Kontan Jeffrian melonggarkan segala tindak-tanduk ekspresifnya tadi. Tak habis pikir jika tawaran mahalnya ditolak mentah-mentah oleh anak itu hanya demi mengunjungi museum buku-buku tua yang seharusnya pasti akan sangat membosankan hanya dengan mendengarnya semata.

Jeano terkekeh saja melihat bahu Jeffrian yang turun akibat tak lagi merasa bersemangat seusai mendengar keputusan sepihaknya itu. Jemarinya naik untuk mencubit gemas kedua pipi Jeffrian yang agaknya berhasil dibuat merajuk. “Aku ngajak kencan, Kak.

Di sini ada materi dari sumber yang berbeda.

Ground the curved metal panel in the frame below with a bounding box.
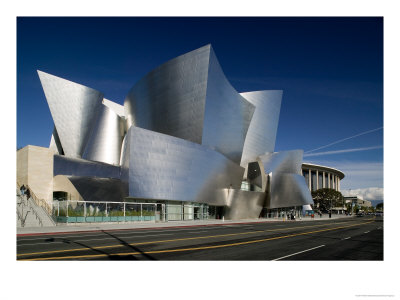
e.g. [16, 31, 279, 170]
[67, 176, 127, 202]
[240, 90, 282, 167]
[202, 48, 255, 163]
[123, 126, 244, 205]
[259, 150, 303, 174]
[102, 98, 125, 117]
[53, 155, 120, 179]
[124, 45, 210, 144]
[82, 105, 124, 165]
[267, 173, 314, 208]
[38, 71, 103, 157]
[225, 189, 266, 220]
[49, 126, 64, 155]
[258, 150, 313, 208]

Bukan ngajak bulan madu.”

Lelaki itu lantas memasang wajah memelas. “Kita bisa dua-duanya kalau lo mau.”

Ngawur,” deru Jeano menggunakan bibir cemberutnya. “Gimana? Kak Jeff mau, nggak?” tawarnya sekali lagi. Sekedar memastikan apakah keputusannya tersebut diterima dengan baik oleh Jeffrian atau tidaknya.

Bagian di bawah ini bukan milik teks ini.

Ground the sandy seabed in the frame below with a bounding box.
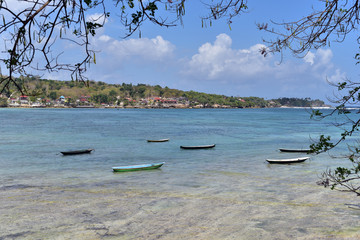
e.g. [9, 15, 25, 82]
[0, 176, 360, 240]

Jeffrian berdecak. “Lo nggak ada saran tempat lain yang lebih romantis apa?”

“Loh? Perpustakaan juga romantis, kok.”

“Ano, sebagai pacar yang baik buat lo, kalau emang lo kesulitan belajar bisa gue carikan tutor khusus buat kita entar. Lagipun, lo tadi ngajak gue kencan, ‘kan? Seenggaknya lo minta pergi pantai atau ke mana gitu biar sekalian ngeliat sunset habis itu kita ketawa bareng terus ciuman sampai dipisahin warga.”

Mendengar itu, tak ayal Jeano segera merotasikan bola matanya. Sejak mereka melakukan itu terakhir kali, Jeffrian seolah kehilangan urat malu sehingga apapun yang mereka lakukan selalu berakhir dengan pembahasan demikian. Terutama fakta jika Jeffrian juga tiada habisnya membahas hal semacam itu, bahkan di tempat umum sekalipun.

“Kalau Kak Jepi lupa, umurku masih lima belas tahun.”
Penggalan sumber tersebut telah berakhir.